La commission porte en elle l’espoir de l’unité nationale

Nommés pour un mandat de 5 ans, renouvelable, les membres de la Commission nationale pour la promotion du bilinguisme et du multiculturalisme sont chargés de soumettre à l’appréciation du président de la République et au gouvernement, des rapports et avis au sur les questions sensibles se rapportant à la protection et à la promotion du bilinguisme et du multiculturalisme au Cameroun. Ils ont également pour charge d’assurer le suivi de la mise en œuvre des dispositions constitutionnelles faisant de l’anglais et du français deux langues officielles d’égale valeur, notamment dans la proportion égalitaire de leur usage dans tous les services publics du pays et dans nos différentes représentations à l’extérieur, leur insertion d’égale valeur dans les communiqués et l’insertion au journal officiel, l’usage des deux langues est résolument obligatoire dans les organismes parapublics ainsi que dans tout organisme recevant des subventions de l’Etat.

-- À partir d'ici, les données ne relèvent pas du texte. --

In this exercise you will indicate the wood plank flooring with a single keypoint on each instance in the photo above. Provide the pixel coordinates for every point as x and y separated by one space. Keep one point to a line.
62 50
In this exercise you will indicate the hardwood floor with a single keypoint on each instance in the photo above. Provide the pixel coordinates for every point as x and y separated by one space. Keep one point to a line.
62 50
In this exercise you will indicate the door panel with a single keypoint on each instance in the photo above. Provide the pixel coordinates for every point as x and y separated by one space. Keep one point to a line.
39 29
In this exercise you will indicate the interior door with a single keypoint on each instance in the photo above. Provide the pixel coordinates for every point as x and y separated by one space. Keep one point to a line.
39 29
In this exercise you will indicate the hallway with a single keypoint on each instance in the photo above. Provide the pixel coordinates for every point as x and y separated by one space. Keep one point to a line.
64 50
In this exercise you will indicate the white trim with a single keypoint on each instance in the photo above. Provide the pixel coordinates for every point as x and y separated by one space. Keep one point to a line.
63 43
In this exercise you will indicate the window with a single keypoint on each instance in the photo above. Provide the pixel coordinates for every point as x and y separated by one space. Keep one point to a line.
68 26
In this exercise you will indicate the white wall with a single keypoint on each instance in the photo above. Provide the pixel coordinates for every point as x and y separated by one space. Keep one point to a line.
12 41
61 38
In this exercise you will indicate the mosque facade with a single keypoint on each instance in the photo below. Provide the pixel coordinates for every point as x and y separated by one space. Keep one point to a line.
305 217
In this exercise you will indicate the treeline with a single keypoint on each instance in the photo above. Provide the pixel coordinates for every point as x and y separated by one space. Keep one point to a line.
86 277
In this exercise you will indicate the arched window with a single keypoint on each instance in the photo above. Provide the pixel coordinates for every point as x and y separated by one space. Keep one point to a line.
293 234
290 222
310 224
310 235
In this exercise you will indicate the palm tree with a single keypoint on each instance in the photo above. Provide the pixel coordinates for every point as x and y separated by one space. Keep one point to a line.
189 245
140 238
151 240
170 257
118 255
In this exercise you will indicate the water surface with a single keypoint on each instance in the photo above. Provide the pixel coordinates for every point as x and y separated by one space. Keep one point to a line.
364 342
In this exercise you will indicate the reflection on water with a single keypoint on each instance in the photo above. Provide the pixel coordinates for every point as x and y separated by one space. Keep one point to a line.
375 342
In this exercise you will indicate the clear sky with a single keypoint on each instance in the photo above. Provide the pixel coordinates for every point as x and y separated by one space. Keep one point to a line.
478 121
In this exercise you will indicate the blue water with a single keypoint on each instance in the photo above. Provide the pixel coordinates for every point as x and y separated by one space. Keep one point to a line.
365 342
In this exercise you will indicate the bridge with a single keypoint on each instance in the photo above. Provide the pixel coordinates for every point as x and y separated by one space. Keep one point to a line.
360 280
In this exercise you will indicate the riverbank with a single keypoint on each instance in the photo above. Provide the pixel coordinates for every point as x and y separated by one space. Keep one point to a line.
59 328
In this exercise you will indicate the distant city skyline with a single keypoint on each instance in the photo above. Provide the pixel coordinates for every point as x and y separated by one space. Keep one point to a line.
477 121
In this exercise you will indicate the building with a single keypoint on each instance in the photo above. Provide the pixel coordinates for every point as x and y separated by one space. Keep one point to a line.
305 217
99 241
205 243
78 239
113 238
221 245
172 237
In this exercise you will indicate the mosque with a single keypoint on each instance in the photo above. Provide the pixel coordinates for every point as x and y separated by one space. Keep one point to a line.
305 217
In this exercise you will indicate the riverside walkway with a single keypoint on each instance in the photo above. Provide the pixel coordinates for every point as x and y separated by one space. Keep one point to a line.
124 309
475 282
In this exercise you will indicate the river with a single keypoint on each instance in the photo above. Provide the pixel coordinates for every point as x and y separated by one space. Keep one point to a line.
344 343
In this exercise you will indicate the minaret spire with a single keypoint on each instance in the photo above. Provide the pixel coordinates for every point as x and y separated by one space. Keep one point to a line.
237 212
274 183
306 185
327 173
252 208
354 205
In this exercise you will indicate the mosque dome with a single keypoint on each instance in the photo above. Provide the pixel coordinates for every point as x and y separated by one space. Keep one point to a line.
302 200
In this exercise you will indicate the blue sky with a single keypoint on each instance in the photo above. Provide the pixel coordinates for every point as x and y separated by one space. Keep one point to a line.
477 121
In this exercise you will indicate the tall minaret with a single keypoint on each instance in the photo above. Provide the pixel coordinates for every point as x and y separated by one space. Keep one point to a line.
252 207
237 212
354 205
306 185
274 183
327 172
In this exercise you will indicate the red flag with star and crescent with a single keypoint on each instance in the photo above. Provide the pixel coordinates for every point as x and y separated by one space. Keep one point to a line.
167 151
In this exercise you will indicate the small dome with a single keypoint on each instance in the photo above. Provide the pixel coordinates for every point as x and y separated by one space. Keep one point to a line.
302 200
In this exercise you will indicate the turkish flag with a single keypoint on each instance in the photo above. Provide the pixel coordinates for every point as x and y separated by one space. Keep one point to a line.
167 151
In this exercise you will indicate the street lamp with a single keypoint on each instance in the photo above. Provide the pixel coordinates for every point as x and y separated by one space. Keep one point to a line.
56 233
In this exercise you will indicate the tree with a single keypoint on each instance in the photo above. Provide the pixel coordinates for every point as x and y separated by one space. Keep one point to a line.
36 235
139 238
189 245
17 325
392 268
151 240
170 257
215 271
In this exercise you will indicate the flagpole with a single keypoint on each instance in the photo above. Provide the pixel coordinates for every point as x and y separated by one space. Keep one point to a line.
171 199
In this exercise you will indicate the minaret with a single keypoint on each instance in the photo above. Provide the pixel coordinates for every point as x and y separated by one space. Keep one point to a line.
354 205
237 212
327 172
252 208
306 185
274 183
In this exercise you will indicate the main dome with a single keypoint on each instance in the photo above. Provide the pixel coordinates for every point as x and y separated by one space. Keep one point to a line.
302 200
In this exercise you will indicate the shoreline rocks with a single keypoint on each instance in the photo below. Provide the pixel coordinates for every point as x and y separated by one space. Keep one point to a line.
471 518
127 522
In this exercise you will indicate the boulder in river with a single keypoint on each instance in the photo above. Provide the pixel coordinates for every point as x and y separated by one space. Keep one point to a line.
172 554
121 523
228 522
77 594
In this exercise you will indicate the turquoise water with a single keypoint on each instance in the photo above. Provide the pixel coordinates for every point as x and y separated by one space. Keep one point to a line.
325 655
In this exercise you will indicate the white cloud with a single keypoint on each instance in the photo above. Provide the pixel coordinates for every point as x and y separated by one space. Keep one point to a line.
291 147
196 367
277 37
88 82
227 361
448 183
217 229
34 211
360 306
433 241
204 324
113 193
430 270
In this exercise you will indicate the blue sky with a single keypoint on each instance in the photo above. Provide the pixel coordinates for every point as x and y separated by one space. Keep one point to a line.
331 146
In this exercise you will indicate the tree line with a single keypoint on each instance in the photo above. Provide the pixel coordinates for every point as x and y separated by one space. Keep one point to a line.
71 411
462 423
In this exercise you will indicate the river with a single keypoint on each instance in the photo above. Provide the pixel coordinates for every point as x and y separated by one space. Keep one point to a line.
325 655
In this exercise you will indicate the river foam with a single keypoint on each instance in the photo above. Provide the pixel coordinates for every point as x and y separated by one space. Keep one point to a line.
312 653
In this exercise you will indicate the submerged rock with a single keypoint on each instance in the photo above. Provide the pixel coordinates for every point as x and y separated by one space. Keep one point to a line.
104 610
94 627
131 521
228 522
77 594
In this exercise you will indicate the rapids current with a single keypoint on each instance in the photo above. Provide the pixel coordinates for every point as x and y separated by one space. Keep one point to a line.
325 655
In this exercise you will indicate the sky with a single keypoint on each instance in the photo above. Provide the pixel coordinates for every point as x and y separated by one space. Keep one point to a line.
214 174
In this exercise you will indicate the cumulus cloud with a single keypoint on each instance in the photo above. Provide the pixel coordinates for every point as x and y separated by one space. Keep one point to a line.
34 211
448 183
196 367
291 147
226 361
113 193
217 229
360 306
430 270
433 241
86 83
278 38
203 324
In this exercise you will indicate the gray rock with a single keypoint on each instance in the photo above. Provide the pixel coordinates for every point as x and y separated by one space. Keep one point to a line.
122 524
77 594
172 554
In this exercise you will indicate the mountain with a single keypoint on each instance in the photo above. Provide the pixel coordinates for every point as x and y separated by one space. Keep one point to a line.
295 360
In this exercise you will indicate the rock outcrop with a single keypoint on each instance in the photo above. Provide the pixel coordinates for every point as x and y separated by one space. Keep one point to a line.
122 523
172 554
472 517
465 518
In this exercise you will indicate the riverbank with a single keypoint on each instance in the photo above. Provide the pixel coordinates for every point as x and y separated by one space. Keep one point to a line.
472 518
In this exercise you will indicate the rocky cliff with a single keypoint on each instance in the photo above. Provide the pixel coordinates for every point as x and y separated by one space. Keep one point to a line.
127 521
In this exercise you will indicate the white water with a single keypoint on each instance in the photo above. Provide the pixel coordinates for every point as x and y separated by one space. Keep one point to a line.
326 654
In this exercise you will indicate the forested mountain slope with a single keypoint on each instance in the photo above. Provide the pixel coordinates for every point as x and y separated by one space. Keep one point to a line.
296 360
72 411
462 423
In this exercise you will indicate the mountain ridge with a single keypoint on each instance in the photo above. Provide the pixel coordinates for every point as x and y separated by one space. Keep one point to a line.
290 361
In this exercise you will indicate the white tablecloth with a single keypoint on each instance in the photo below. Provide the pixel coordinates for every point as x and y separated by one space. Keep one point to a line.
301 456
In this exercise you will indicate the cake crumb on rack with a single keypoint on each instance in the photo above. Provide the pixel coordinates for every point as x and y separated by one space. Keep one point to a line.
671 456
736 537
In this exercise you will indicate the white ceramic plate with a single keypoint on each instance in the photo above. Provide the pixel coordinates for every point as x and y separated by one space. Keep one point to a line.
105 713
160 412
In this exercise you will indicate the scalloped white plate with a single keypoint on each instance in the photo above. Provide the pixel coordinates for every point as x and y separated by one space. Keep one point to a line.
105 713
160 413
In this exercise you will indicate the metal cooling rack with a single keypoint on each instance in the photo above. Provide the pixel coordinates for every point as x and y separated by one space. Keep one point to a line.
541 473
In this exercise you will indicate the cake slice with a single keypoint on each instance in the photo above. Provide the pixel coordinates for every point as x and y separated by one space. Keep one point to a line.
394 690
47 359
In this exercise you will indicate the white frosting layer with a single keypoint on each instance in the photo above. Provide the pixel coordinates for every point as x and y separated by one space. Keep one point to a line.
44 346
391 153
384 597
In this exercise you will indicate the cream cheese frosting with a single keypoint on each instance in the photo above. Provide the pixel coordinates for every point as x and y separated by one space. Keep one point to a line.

La Commission ainsi créée par le président Paul Biya doit aussi mener toute étude ou investigation et proposer toutes mesures de nature à renforcer le caractère bilingue et multiculturel dans notre pays. Voila qui est bien clair au niveau des attributions, et pourtant, nonobstant la clarté des textes et l’identité des promus une certaine polémique se fait jour dans le landerneau politique national. Comme c’est très souvent le cas en pareille circonstance, une vive polémique sous-tend la désignation des membres des commissions mises sur pieds par le chef de l’Etat. Il va sans dire que les hommes et les femmes nommés par Paul Biya ne sont pas des parachutés qui sortent du néant et au gré du hasard. Que non ! La Commission compte des dinosaures de la politique et des questions éthiques et ethniques. Chacun des membres est à sa place dans cette commission paritaire et salutaire.

Les membres ont été désignés par trois décrets du chef de l’Etat qui leur rend hommage en même temps pour le travail effectué par chacun d’eux et qui leur a valu le choix au premier bureau de la Commission. Tout est fin prêt, on attend plus que les fruits du travail escompté.